With your debit card, you are able to pick your PIN number. That's what's referred to as an online PIN number which is validated by your bank when you use your ATM or debit card. With a chip credit card, a PIN number is actually assigned to the card and it's stored inside the chip in the card, which is then called an offline PIN number.
Does this sound a bit confusing?
Many credit card issuers believe the use of offline PINs are going to be confusing for consumers, particularly if you have two different PIN numbers on one card. An example of this would be if you had a card that you can use as a debit and credit card.
For several reasons that can be somewhat complicated, your signature instead of your PIN number is used to validate most of your transactions which is what most consumers use currently.
But there's also another factor in the use of PINs and credit cards.
"Chip technology helps prevent counterfeit fraud. That is fraudsters take stolen card information (from data breaches) and encodes it onto fake cards to use for fraud in physical stores," a spokesperson with VISA told WBTV. "When we began the migration to chip, counterfeit accounted for the majority of card fraud in the U.S., followed closely by "card not-present" fraud which is ecommerce and mail/telephone orders."

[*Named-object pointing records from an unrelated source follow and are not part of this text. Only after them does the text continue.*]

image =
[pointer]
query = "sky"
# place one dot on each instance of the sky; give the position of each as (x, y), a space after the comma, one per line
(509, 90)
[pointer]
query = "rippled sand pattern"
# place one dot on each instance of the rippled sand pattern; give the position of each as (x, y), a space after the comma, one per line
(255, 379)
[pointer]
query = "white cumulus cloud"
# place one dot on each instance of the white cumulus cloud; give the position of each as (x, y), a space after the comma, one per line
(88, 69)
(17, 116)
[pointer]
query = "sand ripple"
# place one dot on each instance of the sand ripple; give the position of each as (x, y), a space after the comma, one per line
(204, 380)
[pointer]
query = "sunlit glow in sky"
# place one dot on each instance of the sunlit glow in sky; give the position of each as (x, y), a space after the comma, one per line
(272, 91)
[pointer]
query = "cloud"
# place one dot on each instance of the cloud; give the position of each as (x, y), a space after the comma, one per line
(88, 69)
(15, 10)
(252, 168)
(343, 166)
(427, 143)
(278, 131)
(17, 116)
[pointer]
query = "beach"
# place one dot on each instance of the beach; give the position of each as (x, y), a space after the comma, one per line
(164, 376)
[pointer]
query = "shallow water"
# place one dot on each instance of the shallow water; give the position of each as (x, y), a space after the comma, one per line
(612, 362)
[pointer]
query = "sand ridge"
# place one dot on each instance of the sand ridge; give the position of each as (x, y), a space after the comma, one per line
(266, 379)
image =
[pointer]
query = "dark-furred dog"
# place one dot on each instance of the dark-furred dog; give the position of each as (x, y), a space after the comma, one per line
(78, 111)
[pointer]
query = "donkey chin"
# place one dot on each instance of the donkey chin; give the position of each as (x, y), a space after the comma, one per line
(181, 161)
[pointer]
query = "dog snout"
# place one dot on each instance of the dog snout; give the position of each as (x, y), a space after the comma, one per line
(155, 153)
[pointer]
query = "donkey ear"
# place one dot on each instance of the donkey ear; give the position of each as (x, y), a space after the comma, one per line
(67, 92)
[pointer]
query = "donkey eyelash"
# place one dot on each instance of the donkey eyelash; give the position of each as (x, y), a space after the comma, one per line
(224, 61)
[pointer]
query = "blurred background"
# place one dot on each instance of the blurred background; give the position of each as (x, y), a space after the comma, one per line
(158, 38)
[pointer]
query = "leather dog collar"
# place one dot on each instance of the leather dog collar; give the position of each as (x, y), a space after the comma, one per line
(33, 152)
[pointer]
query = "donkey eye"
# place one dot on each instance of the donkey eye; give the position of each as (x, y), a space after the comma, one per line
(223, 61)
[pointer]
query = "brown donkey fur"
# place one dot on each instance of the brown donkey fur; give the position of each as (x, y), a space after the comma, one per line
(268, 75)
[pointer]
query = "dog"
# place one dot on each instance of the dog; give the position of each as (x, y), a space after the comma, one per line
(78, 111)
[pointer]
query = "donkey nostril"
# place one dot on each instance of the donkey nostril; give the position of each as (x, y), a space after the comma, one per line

"PINs address lost/stolen fraud, or when the real card is no longer in the cardholder's possession (e.g., from pickpocketing)," the spokesperson said. "That is a relatively small portion of fraud and one that has not been growing for some time. VISA supports multiple ways to verify the cardholder including PINs but did not make it a requirement with chip transactions. Card issuers and merchants can continue to choose whether they accept PINs."